Martin Zachariasen just started his new job as Dean of the Faculty of Science at the University of Southern Denmark on Monday 4th of May 2015, but for many years preceding this, Martin had a busy job as Head of the Department of Computer Science at the University of Copenhagen (DIKU).
Despite the pressure and responsibility of leading the Department of Computer Science, Martin still found time for earning a Doctor’s degree on the algorithmic problem of the Euclidian Steiner tree. The Doctor’s thesis has now become one of four main chapters in the book, Optimal Interconnection Trees in the Plane: Theory, Algorithms and Applications, published by Springer in 2015 and with Marcus Brazil as co-author.
Martin Zachariasen on his new book
- The story behind the book is this: In 2010 I defended my Doctor’s thesis about the so-called fixed-orientation Steiner tree problem. After the defense, both opponents, Professor Ronald Graham and Professor Jens Vygen, proposed that I write a book on the subject.
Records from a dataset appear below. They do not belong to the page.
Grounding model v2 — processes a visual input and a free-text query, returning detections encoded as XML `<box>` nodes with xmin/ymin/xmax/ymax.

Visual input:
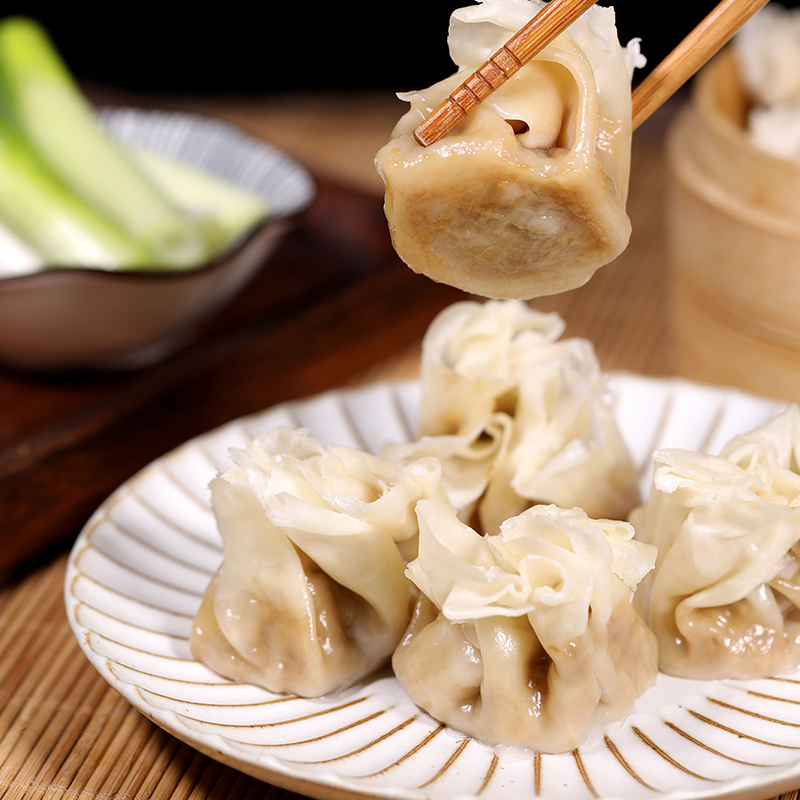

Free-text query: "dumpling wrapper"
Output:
<box><xmin>384</xmin><ymin>300</ymin><xmax>641</xmax><ymax>533</ymax></box>
<box><xmin>191</xmin><ymin>426</ymin><xmax>443</xmax><ymax>697</ymax></box>
<box><xmin>376</xmin><ymin>0</ymin><xmax>644</xmax><ymax>299</ymax></box>
<box><xmin>630</xmin><ymin>406</ymin><xmax>800</xmax><ymax>680</ymax></box>
<box><xmin>392</xmin><ymin>500</ymin><xmax>657</xmax><ymax>753</ymax></box>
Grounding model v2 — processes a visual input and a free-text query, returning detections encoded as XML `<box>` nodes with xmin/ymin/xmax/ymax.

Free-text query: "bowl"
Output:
<box><xmin>667</xmin><ymin>46</ymin><xmax>800</xmax><ymax>401</ymax></box>
<box><xmin>0</xmin><ymin>108</ymin><xmax>315</xmax><ymax>371</ymax></box>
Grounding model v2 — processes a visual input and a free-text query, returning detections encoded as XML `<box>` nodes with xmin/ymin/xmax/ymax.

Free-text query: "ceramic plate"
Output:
<box><xmin>65</xmin><ymin>374</ymin><xmax>800</xmax><ymax>800</ymax></box>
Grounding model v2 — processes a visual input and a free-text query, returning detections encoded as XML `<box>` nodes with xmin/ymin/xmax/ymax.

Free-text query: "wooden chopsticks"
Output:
<box><xmin>632</xmin><ymin>0</ymin><xmax>768</xmax><ymax>130</ymax></box>
<box><xmin>414</xmin><ymin>0</ymin><xmax>768</xmax><ymax>147</ymax></box>
<box><xmin>414</xmin><ymin>0</ymin><xmax>595</xmax><ymax>147</ymax></box>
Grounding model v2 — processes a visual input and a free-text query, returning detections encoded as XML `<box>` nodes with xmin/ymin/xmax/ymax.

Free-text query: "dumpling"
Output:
<box><xmin>376</xmin><ymin>0</ymin><xmax>644</xmax><ymax>299</ymax></box>
<box><xmin>392</xmin><ymin>500</ymin><xmax>657</xmax><ymax>753</ymax></box>
<box><xmin>191</xmin><ymin>426</ymin><xmax>442</xmax><ymax>696</ymax></box>
<box><xmin>630</xmin><ymin>405</ymin><xmax>800</xmax><ymax>679</ymax></box>
<box><xmin>384</xmin><ymin>300</ymin><xmax>640</xmax><ymax>533</ymax></box>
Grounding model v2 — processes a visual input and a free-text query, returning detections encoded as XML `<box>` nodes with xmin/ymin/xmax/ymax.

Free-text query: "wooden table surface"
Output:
<box><xmin>0</xmin><ymin>87</ymin><xmax>798</xmax><ymax>800</ymax></box>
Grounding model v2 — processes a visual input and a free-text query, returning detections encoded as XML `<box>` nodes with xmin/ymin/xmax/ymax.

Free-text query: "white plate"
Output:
<box><xmin>65</xmin><ymin>374</ymin><xmax>800</xmax><ymax>800</ymax></box>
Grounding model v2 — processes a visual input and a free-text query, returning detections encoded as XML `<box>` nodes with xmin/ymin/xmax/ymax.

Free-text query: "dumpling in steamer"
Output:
<box><xmin>376</xmin><ymin>0</ymin><xmax>643</xmax><ymax>299</ymax></box>
<box><xmin>630</xmin><ymin>405</ymin><xmax>800</xmax><ymax>679</ymax></box>
<box><xmin>191</xmin><ymin>426</ymin><xmax>443</xmax><ymax>696</ymax></box>
<box><xmin>392</xmin><ymin>500</ymin><xmax>657</xmax><ymax>753</ymax></box>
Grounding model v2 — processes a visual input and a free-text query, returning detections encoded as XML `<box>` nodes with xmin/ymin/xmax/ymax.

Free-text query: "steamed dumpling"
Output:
<box><xmin>376</xmin><ymin>0</ymin><xmax>643</xmax><ymax>299</ymax></box>
<box><xmin>191</xmin><ymin>426</ymin><xmax>442</xmax><ymax>696</ymax></box>
<box><xmin>392</xmin><ymin>500</ymin><xmax>657</xmax><ymax>753</ymax></box>
<box><xmin>384</xmin><ymin>300</ymin><xmax>640</xmax><ymax>533</ymax></box>
<box><xmin>630</xmin><ymin>406</ymin><xmax>800</xmax><ymax>679</ymax></box>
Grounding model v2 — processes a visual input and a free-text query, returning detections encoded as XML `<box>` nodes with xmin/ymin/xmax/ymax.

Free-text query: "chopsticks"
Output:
<box><xmin>414</xmin><ymin>0</ymin><xmax>595</xmax><ymax>147</ymax></box>
<box><xmin>632</xmin><ymin>0</ymin><xmax>768</xmax><ymax>130</ymax></box>
<box><xmin>414</xmin><ymin>0</ymin><xmax>768</xmax><ymax>147</ymax></box>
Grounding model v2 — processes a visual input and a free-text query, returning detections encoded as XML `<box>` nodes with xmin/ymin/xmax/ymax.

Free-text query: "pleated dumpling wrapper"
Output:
<box><xmin>375</xmin><ymin>0</ymin><xmax>644</xmax><ymax>299</ymax></box>
<box><xmin>392</xmin><ymin>500</ymin><xmax>657</xmax><ymax>753</ymax></box>
<box><xmin>384</xmin><ymin>300</ymin><xmax>641</xmax><ymax>533</ymax></box>
<box><xmin>191</xmin><ymin>426</ymin><xmax>442</xmax><ymax>696</ymax></box>
<box><xmin>630</xmin><ymin>405</ymin><xmax>800</xmax><ymax>680</ymax></box>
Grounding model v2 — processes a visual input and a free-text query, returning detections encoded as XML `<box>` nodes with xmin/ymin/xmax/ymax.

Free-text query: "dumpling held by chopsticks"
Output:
<box><xmin>376</xmin><ymin>0</ymin><xmax>644</xmax><ymax>299</ymax></box>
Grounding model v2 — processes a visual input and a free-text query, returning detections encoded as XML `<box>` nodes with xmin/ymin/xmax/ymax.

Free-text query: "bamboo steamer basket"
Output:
<box><xmin>667</xmin><ymin>47</ymin><xmax>800</xmax><ymax>402</ymax></box>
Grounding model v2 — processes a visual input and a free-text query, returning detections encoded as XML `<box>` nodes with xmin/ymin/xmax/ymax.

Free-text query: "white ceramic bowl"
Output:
<box><xmin>0</xmin><ymin>108</ymin><xmax>314</xmax><ymax>371</ymax></box>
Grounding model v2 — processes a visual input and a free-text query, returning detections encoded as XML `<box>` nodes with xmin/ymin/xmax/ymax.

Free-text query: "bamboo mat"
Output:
<box><xmin>0</xmin><ymin>87</ymin><xmax>800</xmax><ymax>800</ymax></box>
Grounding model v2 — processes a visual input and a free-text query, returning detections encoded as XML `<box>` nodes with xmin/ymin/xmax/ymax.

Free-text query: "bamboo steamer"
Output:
<box><xmin>667</xmin><ymin>48</ymin><xmax>800</xmax><ymax>402</ymax></box>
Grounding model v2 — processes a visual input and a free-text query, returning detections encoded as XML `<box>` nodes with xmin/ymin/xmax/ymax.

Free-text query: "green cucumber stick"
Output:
<box><xmin>0</xmin><ymin>17</ymin><xmax>212</xmax><ymax>266</ymax></box>
<box><xmin>127</xmin><ymin>147</ymin><xmax>269</xmax><ymax>249</ymax></box>
<box><xmin>0</xmin><ymin>111</ymin><xmax>149</xmax><ymax>269</ymax></box>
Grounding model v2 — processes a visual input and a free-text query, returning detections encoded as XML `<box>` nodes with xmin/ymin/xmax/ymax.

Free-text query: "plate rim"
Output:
<box><xmin>63</xmin><ymin>370</ymin><xmax>800</xmax><ymax>800</ymax></box>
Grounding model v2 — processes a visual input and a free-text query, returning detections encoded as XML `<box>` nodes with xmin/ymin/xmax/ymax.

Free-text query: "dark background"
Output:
<box><xmin>2</xmin><ymin>0</ymin><xmax>800</xmax><ymax>93</ymax></box>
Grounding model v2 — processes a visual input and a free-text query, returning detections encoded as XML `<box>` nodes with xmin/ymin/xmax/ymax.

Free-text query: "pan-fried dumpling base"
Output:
<box><xmin>376</xmin><ymin>0</ymin><xmax>641</xmax><ymax>299</ymax></box>
<box><xmin>191</xmin><ymin>426</ymin><xmax>443</xmax><ymax>696</ymax></box>
<box><xmin>392</xmin><ymin>500</ymin><xmax>657</xmax><ymax>753</ymax></box>
<box><xmin>630</xmin><ymin>406</ymin><xmax>800</xmax><ymax>679</ymax></box>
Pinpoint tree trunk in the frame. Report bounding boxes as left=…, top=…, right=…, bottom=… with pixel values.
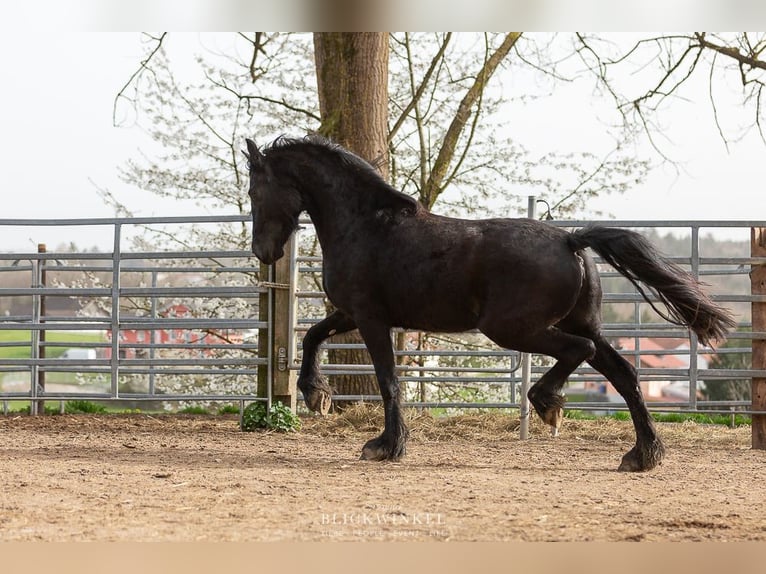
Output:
left=314, top=32, right=389, bottom=408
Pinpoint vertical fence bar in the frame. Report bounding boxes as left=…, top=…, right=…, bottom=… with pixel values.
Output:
left=149, top=270, right=159, bottom=395
left=750, top=227, right=766, bottom=450
left=689, top=226, right=700, bottom=411
left=110, top=223, right=122, bottom=399
left=37, top=243, right=48, bottom=415
left=519, top=195, right=537, bottom=440
left=29, top=252, right=40, bottom=415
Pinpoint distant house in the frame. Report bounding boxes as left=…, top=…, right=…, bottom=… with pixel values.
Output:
left=106, top=304, right=244, bottom=359
left=583, top=337, right=711, bottom=402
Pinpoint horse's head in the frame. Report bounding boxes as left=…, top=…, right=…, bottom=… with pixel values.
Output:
left=248, top=139, right=303, bottom=265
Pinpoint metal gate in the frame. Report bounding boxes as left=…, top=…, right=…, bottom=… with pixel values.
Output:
left=0, top=216, right=273, bottom=413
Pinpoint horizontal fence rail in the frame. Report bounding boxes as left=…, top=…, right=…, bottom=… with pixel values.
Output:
left=0, top=216, right=272, bottom=412
left=0, top=216, right=766, bottom=424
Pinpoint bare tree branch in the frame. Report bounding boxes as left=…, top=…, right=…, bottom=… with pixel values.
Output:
left=422, top=32, right=521, bottom=207
left=112, top=32, right=168, bottom=126
left=388, top=32, right=452, bottom=142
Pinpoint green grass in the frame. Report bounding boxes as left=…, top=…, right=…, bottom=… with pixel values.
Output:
left=564, top=410, right=751, bottom=426
left=0, top=330, right=106, bottom=359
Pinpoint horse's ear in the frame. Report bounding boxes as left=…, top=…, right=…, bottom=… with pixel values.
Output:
left=242, top=138, right=264, bottom=169
left=377, top=189, right=418, bottom=215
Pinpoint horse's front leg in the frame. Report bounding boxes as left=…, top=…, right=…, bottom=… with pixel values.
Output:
left=358, top=321, right=408, bottom=460
left=298, top=311, right=356, bottom=415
I allied myself with a good colleague of mine from the University of Melbourne, Professor Marcus Brazil, and we started on the project in 2011. We contacted Springer, and they expressed interest in publishing the book in one of their well-known series.
- The book is about different variants of the Steiner tree problem in the plane. The material from my Doctor’s thesis now constitutes one of the four main chapters in the book.
- Marcus and I decided that the book should be ‘self-contained’, meaning that it contains all central mathematical proofs concerning the properties of the Steiner tree including algorithms to solve the problem. We also took great care to produce a lot of high quality figures, and we chose – and got permission from the publisher – to use colors for most of the figures. This ought to ease the reading of the book.
- The book features a great number of details that have never before been published in a book, for instance
- a comprehensive updated description of the historical origin of the problem
- complete proofs for the NP-hardness of the problem
- detailed descriptions of the most relevant exact algorithms.
The Steiner tree explained
The Steiner tree problem is about finding the shortest path between a set of points.
As opposed to minimum spanning trees (figure a) where all paths go through the points themselves, Steiner trees (figures b and c) allow you to insert ekstra mediating points (Steiner points) resulting in a shorter cumulative length. This, however, also makes the problem so much the harder (even NP-complete) since it is difficult to calculate how many extra mediating points there should be and where they should be placed.
Figure a) represents a minimum spanning tree, figure b) is an Euclidian Steiner tree and figure c) is a rectilinear Steiner tree.
A formal definition
If N is a final set of points in the plane, the Euclidian Steiner tree problem is: Find a set of line segments so that all the points are connected with each other and so that the total Euclidian length of the line segments is minimized.